T'Challa is encourage to engage in international trade talks and provide assistance to other struggling countries, something he is hesitant to break tradition to do.  At one point in the movie, T'Challa says,

If we let the outside world in, they will find out who we really are, and we will lose our way of life.

Real life Chocolate Cities do not have the luxury of wrestling with this conundrum.  They, like every city across the United States, exist at the caprice of the state.  Mr. Mock reports, "In 1969, civil rights activist Floyd McKissick tried building a Chocolate City called Soul City in North Carolina [Ibid; Nov. 6, 2015], which he planned as a municipality that out would be owned,operated, and inhabited mostly African Americans."  Mr. McKissick was motivated by visions of black power based on black capitalism, also he envisioned Soul City "as a place where black people could live, work , and play free of racism."  Yet, he needed federal start-up funds, as well as investment capital and firm commitments from employers to operate it.  His plans smoothly hummed along until the political winds shifted changed directions (Ibid; Nov. 13, 2015) and the federal government withdrew funding, leading to its cancellation.   Sorry, vibranuium could not protect it.

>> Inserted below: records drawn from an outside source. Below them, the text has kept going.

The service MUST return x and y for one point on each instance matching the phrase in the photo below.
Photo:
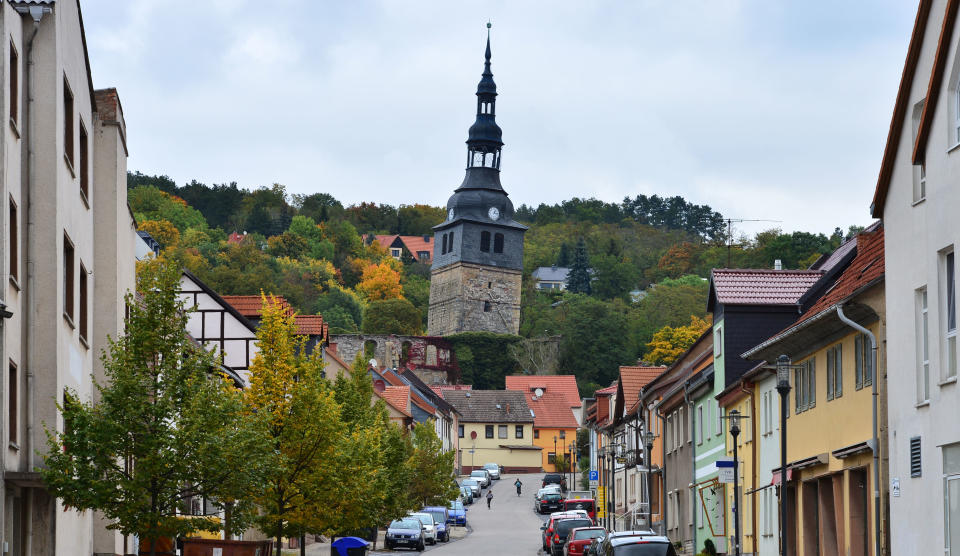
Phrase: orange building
(553, 400)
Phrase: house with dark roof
(833, 450)
(496, 426)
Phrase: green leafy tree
(288, 390)
(578, 280)
(392, 316)
(166, 409)
(431, 469)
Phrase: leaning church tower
(478, 249)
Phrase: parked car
(494, 470)
(481, 475)
(547, 527)
(555, 479)
(474, 486)
(632, 546)
(587, 504)
(561, 530)
(580, 538)
(407, 532)
(441, 516)
(457, 513)
(551, 501)
(429, 526)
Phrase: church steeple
(484, 140)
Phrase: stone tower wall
(458, 294)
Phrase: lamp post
(734, 418)
(648, 440)
(783, 387)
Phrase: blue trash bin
(350, 546)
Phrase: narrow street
(509, 527)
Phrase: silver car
(429, 526)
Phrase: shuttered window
(915, 460)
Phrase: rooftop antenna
(730, 222)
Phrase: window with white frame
(949, 307)
(700, 424)
(923, 346)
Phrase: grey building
(478, 249)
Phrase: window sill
(73, 172)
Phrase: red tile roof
(563, 384)
(761, 286)
(251, 306)
(865, 268)
(398, 397)
(551, 411)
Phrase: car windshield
(426, 519)
(645, 549)
(404, 524)
(588, 534)
(563, 527)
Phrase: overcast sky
(762, 109)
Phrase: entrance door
(953, 515)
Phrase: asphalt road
(510, 527)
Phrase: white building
(67, 252)
(917, 197)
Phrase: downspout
(876, 445)
(753, 466)
(36, 13)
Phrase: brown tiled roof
(551, 411)
(480, 406)
(563, 384)
(761, 286)
(864, 269)
(398, 397)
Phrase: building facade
(916, 197)
(68, 255)
(478, 250)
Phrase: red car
(580, 538)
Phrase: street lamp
(783, 387)
(648, 438)
(734, 419)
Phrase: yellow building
(831, 475)
(496, 426)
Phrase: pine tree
(578, 280)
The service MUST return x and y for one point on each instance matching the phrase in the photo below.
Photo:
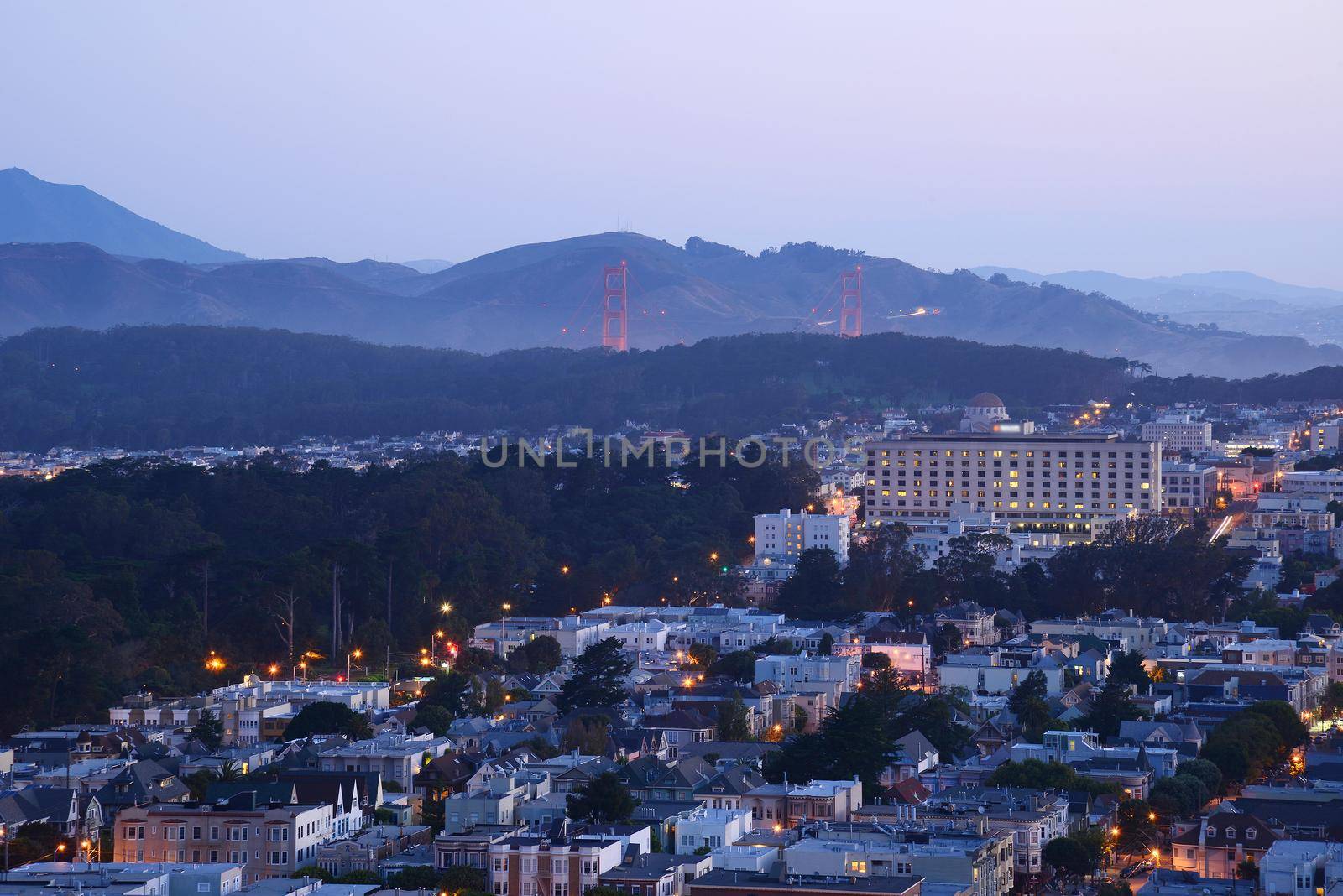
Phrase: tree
(734, 723)
(598, 678)
(588, 734)
(208, 730)
(1110, 710)
(816, 588)
(1286, 719)
(703, 656)
(454, 692)
(738, 665)
(1135, 826)
(1127, 669)
(1045, 775)
(1331, 705)
(1205, 772)
(360, 876)
(326, 716)
(541, 655)
(434, 718)
(948, 640)
(1068, 856)
(602, 800)
(1033, 687)
(1179, 795)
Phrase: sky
(1138, 137)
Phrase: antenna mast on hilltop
(615, 302)
(850, 302)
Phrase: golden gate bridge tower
(850, 302)
(615, 306)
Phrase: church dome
(986, 400)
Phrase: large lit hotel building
(1068, 483)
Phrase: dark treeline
(1309, 385)
(152, 388)
(129, 573)
(1148, 565)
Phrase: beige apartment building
(268, 840)
(1067, 483)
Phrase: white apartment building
(1060, 482)
(785, 535)
(1179, 431)
(794, 672)
(575, 633)
(712, 828)
(1300, 868)
(1325, 435)
(268, 841)
(1188, 486)
(1323, 483)
(564, 864)
(1130, 632)
(398, 757)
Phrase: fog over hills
(547, 294)
(37, 211)
(1229, 300)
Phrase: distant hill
(1173, 293)
(1229, 300)
(163, 387)
(429, 266)
(37, 211)
(547, 294)
(160, 387)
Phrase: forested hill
(159, 387)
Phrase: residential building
(1034, 817)
(782, 537)
(783, 805)
(1179, 432)
(1053, 482)
(366, 851)
(964, 855)
(125, 879)
(396, 757)
(564, 862)
(735, 883)
(575, 633)
(974, 623)
(1220, 842)
(1188, 487)
(268, 840)
(712, 828)
(1300, 868)
(799, 671)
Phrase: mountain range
(1235, 300)
(37, 211)
(548, 294)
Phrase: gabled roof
(680, 721)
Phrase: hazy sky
(1137, 137)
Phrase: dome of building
(986, 400)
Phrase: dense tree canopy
(128, 575)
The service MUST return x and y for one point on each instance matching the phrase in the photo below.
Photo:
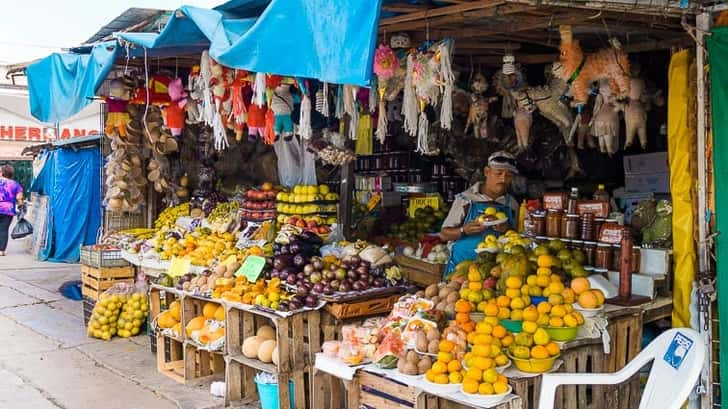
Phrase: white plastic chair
(677, 358)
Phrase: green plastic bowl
(514, 327)
(562, 334)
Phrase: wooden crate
(298, 337)
(241, 388)
(97, 280)
(376, 306)
(376, 391)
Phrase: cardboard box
(646, 163)
(647, 182)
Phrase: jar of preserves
(603, 256)
(571, 227)
(553, 223)
(590, 249)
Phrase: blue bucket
(268, 394)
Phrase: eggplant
(299, 260)
(282, 261)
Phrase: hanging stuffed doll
(116, 105)
(605, 124)
(174, 113)
(579, 71)
(282, 105)
(385, 66)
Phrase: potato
(431, 291)
(433, 335)
(433, 346)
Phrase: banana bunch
(169, 216)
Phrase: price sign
(179, 267)
(251, 268)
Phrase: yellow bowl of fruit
(534, 365)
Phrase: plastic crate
(102, 258)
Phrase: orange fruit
(514, 282)
(553, 348)
(587, 299)
(499, 331)
(444, 357)
(545, 261)
(539, 352)
(580, 285)
(446, 346)
(503, 301)
(439, 367)
(485, 389)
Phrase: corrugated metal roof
(133, 19)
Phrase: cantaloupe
(174, 309)
(265, 351)
(250, 347)
(266, 332)
(220, 313)
(208, 311)
(195, 324)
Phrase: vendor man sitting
(462, 224)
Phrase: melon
(220, 313)
(251, 346)
(266, 332)
(195, 324)
(265, 351)
(208, 311)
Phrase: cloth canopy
(72, 181)
(62, 84)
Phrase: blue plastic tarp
(62, 84)
(72, 181)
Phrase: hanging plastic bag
(22, 227)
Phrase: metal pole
(703, 25)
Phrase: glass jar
(603, 256)
(553, 223)
(571, 226)
(636, 259)
(588, 229)
(590, 249)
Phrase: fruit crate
(375, 306)
(93, 256)
(159, 300)
(97, 280)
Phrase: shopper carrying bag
(11, 195)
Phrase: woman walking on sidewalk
(11, 194)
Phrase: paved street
(46, 360)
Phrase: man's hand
(474, 227)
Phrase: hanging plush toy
(579, 71)
(174, 113)
(282, 106)
(605, 123)
(385, 66)
(116, 104)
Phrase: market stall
(318, 229)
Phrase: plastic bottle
(522, 216)
(601, 193)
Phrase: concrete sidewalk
(47, 361)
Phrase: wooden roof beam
(441, 11)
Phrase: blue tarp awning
(62, 84)
(70, 178)
(332, 41)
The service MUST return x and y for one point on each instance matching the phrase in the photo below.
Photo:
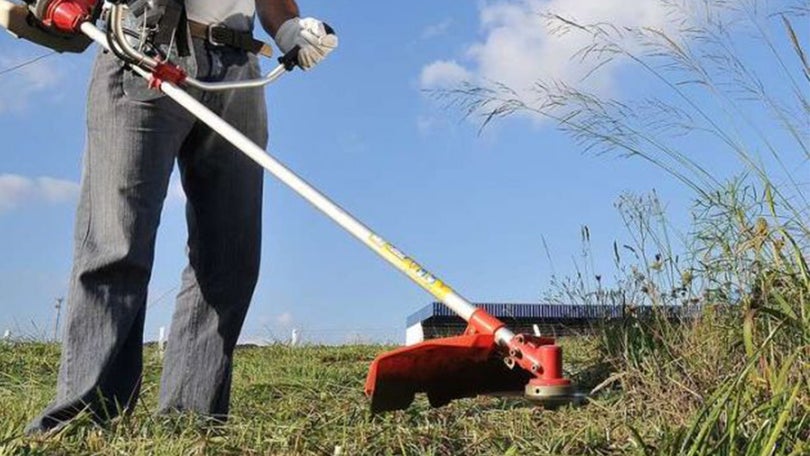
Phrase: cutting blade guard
(470, 365)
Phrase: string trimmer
(487, 359)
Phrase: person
(133, 143)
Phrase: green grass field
(698, 396)
(309, 400)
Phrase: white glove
(310, 35)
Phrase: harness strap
(220, 35)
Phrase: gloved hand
(310, 35)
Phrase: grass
(732, 379)
(307, 400)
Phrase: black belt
(220, 35)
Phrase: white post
(162, 339)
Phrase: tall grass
(731, 78)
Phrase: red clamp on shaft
(543, 359)
(481, 322)
(166, 72)
(67, 16)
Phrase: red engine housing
(65, 16)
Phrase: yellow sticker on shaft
(411, 268)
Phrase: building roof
(523, 311)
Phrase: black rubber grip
(290, 59)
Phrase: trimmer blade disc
(554, 396)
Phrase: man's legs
(224, 191)
(129, 157)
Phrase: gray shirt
(236, 14)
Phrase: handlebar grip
(290, 59)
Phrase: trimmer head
(554, 396)
(457, 367)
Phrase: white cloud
(16, 191)
(519, 47)
(432, 31)
(443, 73)
(284, 319)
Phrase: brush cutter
(487, 359)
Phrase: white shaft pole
(406, 265)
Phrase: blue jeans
(133, 143)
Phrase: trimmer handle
(290, 59)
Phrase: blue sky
(473, 208)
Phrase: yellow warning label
(411, 268)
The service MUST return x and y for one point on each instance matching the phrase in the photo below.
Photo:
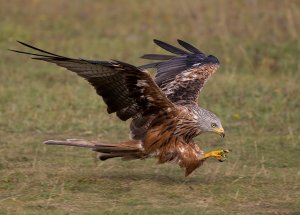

Brentin Mock points out, "This is one of the toughest challenges of the black city: They can't live on black bread alone.  There is no grand demiurge that can create and fortify a city on the soul and sounds of blackness."  Be that as it may, Andre Perry of the Brookings Institution argues that "...black cities can succeed with the right kind of investment,"

Building upon assets in majority-black cities is an approach that we have yet significantly try...There are valuable assets in black communities that developers, economists, and urbanists genuinely don't consider--ew just need to locate and forge a better understanding of what those assets are,... (brookings.edu; Oct. 6, 2017; date accessed Mar. 5, 2018)

In short, find and mine the gold--i.e.vibranium.  Not a simple task in the United States where whatever assets African Americans have accumulated have been stolen and stripped away, beginning with the Reconstruction to the current housing current.  Which is why if African Americans did consider polling their resources to build their own sanctuary city and wall it off from the outside world, Wakanda-style, you cannot really blame them.